God called the people to prepare to come into His presence, or even near His presence when He came down onto the mountain where He would speak to Moses. The people weren’t even on the same mountain and they had to prepare! We are actually approaching and entering into the Lord’s presence with our worship… we should seriously prepare! We see consistently throughout Scripture and history that God wants His people to get ready to come near to Him, to prepare themselves for an encounter with Him.

When we take the time to think about what we are doing when we enter into worship, and lead worship, suddenly personal preparation becomes a priority. Take the time to think about the God that we are worshipping.

  • Prepare your Congregation

We know that corporate worship is of central importance. Psalm 22:22 says,

I will tell of your name to my brothers; in the midst of the congregation I will praise you

We are to praise God in the midst of the congregation! Worshipping Christ together is vital for us as Christians. Life wasn’t meant to be done alone… and neither is Christianity. So think about it, you’re worship isn’t for you… it is ultimately for God and also for encouraging your brothers and sisters in Christ.

A runner wouldn’t enter into a marathon without specific training the same way an individual wouldn’t climb into a ring with a boxer without having at least put on gloves before. We should prepare ourselves for worship as least as well as we prepare ourselves for other things that don’t hold a portion of the weight eternally.

Work to both prepare yourself for worship as well as teaching your congregation to prepare for corporate worship. When we place specific value on something people handle it differently. Place value on your corporate worship.

  • Prepare through Prayer

This point may seem like a given, but when we get scattered and rushed it is typically the first to fly out the window. Part of our preparations for leading corporately needs to be specific prayer for our corporate gatherings. If we can make this a priority I guarantee you that it will help and encourage you and others in your congregation to keep your focus on the Savior King who alone has the power to save, heal and deliver all who call upon His name and who is worthy of all our worship and more!

We must cover our gatherings in prayer. Commit yourself to praying over your services. We can do nothing alone. Here are some prayer points that will get you started.

Pray for direction. Pray that we are receptive to the Spirit and willing to go against our own plans if called to. My Pastor has repeatedly said to me that Pentecost didn’t occur because it was placed or scheduled in the bulletin.

Pray that Christ be glorified. We must continually pray against any sense of pride that may develop within us. Our worship should be about Christ and for Christ. If He isn’t in it then we are just singing songs. All that we do needs to point to the Father.

Pray for change. We must petition the Father for the hearts of the people within our congregations. We can have great services, but if nothing changes then all we’ve done is provided false security. I challenge you to pray for conviction and repentance, it isn’t pretty… but it is necessary and will bring change.
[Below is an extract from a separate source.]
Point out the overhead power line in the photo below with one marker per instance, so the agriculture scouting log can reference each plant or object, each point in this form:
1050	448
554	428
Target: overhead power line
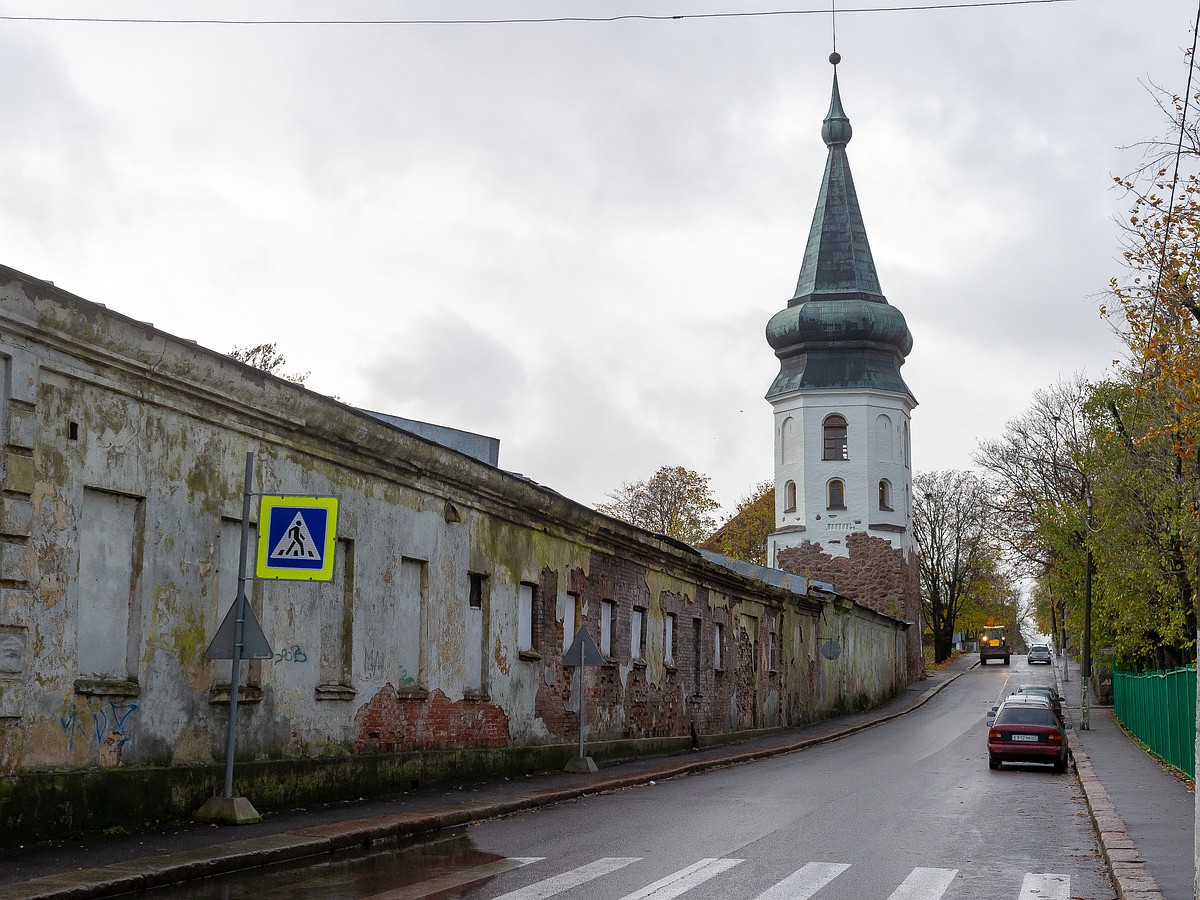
532	21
Pray against the enemy. Satan wants nothing more than to make us as believer’s weak. A sense of comfort or idleness is a scary thing. Let’s pray against the works of the deceiver that can invade our gatherings and congregations. We serve a mighty God, a roaring lion that crushes the head of the serpent. Pray against the devil and his works constantly.

John 14:13 says,

Whatever you ask in my name, this I will do, that the Father may be glorified in the Son.
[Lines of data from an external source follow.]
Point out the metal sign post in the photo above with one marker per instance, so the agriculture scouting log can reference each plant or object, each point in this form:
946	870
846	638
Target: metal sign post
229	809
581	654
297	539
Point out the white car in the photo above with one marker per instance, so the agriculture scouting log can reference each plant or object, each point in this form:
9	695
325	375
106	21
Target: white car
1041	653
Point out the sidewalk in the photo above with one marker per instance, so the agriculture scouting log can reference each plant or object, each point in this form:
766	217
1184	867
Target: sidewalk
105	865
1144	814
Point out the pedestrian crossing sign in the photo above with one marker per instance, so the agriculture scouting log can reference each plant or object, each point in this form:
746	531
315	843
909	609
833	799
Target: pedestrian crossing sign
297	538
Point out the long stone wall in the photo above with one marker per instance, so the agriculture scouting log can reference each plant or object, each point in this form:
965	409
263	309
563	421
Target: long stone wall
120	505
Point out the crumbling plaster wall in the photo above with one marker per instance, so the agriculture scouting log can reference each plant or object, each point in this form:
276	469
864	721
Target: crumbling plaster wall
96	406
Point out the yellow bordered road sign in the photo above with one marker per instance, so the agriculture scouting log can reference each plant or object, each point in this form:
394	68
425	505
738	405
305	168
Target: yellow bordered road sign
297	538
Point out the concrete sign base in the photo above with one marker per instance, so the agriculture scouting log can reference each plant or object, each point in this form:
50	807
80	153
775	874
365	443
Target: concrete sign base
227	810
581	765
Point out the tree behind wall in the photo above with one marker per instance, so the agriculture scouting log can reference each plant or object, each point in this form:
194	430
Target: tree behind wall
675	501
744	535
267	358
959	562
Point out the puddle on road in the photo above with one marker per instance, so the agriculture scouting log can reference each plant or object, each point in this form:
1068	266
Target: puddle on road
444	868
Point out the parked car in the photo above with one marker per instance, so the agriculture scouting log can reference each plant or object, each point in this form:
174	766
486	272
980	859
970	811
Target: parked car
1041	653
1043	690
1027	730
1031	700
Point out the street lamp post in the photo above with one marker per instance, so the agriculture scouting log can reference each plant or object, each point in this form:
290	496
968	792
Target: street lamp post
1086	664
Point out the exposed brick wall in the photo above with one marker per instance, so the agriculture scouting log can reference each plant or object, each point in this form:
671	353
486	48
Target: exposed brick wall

Hopefully through this non-exhaustive list we have all seen the importance of our preparations. Being prepared keeps us focused on what matters. When we’re spiritually prepared, we’re not as concerned about songs and arrangements (which are important), but the engagement of the congregation and the presence of God take the front seat.

When we begin to ignore the preparation of our heart, trivial matters tend to steal the show.

We also must remember that we have no right to come into God’s presence on our own. No amount of preparation that we can do is enough to make us fit, but we must be faithful to do our part!